Jane Peterson

American, 1876 - 1965

Overview

Jane Peterson was born in Elgin, Illinois on November 28, 1876. At the age of nineteen, she arrived in New York with more courage than pennies in her pocket to study at Brooklyn’s Pratt Institute and subsequently at the Art Students League of New York. Before she was thirty, she found the backing to make the all-important trip to Paris where the art scene offered dazzling samples of the movements then in vogue: Impressionism, Fauvism, Expressionism, and the advent of Cubism. Her eyes were opened wide by the daring compositions issuing from the studios of Picasso, Matisse, Leger, Braque, and Cezanne - an experience she later admitted was a bit overwhelming for a newcomer to the big stage of art.

Without doubt she gained from the exposure, all the while careful not to abandon what she felt was foremost to her own aesthetic vision. Refinement and a harmonious balance between shape and color were solid components of her style, one, nonetheless, that was fluid enough to allow an intelligent acceptance of the varied painting techniques she felt would expand her art. At one point in her artistic career she was linked with Maurice Prendergast. Prendergast and Peterson did share an attraction to outdoor scenes, an unerring sense of decorative design and a graphic use of color as linear pattern.

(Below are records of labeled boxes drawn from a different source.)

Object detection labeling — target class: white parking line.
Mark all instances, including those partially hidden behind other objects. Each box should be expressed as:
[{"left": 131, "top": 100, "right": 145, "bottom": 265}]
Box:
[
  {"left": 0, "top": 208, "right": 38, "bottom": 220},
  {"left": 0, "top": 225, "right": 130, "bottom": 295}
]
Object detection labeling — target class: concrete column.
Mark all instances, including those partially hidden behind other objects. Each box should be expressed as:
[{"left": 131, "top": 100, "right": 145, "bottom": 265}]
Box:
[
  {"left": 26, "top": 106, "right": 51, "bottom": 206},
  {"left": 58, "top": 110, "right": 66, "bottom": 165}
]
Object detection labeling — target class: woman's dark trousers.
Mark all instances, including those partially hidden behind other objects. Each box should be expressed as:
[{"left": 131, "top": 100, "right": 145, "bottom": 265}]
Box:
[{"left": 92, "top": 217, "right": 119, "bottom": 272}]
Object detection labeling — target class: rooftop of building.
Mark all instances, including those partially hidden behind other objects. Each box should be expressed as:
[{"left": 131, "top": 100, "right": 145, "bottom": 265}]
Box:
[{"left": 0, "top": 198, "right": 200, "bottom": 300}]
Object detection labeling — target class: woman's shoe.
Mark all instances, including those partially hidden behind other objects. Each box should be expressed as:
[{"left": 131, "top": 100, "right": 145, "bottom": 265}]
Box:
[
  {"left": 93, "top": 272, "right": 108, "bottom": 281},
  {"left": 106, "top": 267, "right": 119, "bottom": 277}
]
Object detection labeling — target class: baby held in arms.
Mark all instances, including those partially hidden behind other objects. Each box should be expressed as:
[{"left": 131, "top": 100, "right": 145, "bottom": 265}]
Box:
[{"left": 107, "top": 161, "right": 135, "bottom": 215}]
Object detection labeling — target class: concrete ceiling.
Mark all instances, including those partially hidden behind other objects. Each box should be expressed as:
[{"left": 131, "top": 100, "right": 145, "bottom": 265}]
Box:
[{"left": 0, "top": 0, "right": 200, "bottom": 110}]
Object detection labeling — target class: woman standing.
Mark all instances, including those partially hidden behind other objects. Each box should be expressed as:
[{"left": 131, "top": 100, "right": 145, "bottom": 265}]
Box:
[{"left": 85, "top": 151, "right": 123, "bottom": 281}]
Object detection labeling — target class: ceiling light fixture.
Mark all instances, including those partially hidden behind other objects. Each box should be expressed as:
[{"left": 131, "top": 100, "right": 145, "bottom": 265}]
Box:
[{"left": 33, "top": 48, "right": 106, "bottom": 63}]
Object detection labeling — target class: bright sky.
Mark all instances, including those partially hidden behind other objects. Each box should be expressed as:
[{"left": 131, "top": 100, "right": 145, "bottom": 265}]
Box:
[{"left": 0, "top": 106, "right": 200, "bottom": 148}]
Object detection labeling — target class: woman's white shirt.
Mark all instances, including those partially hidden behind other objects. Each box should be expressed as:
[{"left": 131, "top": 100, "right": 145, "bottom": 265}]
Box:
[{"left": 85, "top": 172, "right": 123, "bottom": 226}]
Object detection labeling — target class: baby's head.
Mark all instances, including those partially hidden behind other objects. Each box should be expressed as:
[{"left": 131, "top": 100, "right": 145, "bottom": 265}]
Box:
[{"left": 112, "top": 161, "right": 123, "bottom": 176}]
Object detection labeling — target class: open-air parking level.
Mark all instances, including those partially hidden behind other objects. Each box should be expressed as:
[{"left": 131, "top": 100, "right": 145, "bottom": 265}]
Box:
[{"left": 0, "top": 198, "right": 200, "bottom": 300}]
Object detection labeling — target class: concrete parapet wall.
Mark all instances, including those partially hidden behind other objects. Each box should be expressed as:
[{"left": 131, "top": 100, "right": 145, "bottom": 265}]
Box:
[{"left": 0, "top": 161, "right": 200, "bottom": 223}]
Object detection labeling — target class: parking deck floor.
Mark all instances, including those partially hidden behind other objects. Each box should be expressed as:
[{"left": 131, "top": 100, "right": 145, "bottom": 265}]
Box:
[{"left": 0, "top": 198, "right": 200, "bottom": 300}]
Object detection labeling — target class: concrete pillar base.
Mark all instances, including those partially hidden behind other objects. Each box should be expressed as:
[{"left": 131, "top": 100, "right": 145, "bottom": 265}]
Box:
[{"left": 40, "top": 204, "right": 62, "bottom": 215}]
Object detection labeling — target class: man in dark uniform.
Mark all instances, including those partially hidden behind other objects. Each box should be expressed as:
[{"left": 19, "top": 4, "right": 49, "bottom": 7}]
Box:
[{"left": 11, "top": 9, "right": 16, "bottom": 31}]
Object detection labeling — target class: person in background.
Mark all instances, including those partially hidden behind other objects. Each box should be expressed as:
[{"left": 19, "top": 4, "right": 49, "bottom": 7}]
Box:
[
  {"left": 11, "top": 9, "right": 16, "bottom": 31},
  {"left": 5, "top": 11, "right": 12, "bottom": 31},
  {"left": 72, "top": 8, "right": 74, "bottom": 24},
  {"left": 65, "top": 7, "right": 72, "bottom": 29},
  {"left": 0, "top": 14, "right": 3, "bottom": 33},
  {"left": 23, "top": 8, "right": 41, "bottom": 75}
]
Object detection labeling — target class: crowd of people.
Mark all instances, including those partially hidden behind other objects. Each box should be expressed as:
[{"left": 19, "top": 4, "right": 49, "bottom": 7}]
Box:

Yet Peterson shied away from any ambiguous placement of forms or eccentric compositional structures, steering her own individual course between innovation and elegance.

Peterson traveled abroad extensively, exhibited often and married the wealthy American lawyer M. Barnard Philip who provided his artist-wife with a studio on the top floor of their home at 1007 Fifth Avenue, opposite the Metropolitan Museum of Art. The four years of their marriage (1925-1929) is the only period during which Peterson did not travel. Instead, her work was dominated by what she termed her “flower portraits,” bold and expressive still lifes that incorporated richly colored backgrounds. The decades of the thirties and forties, following Philip’s death, Peterson spent winters on the French Riviera or in Palm Beach, Florida, while summers most often found her at her estate in Ipswich, Massachusetts.

In 1938, Peterson was named the “most outstanding individual of the year” by the American Historical Society for her artistic achievement. She was a member of the National Academy of Design, the American Water Color Society, the National Association of Women Painters and Sculptors, and the Allied Artists of America. She was also a trustee of the Metropolitan Museum of Art. Peterson died on August 14, 1965 in Kansas City, Missouri.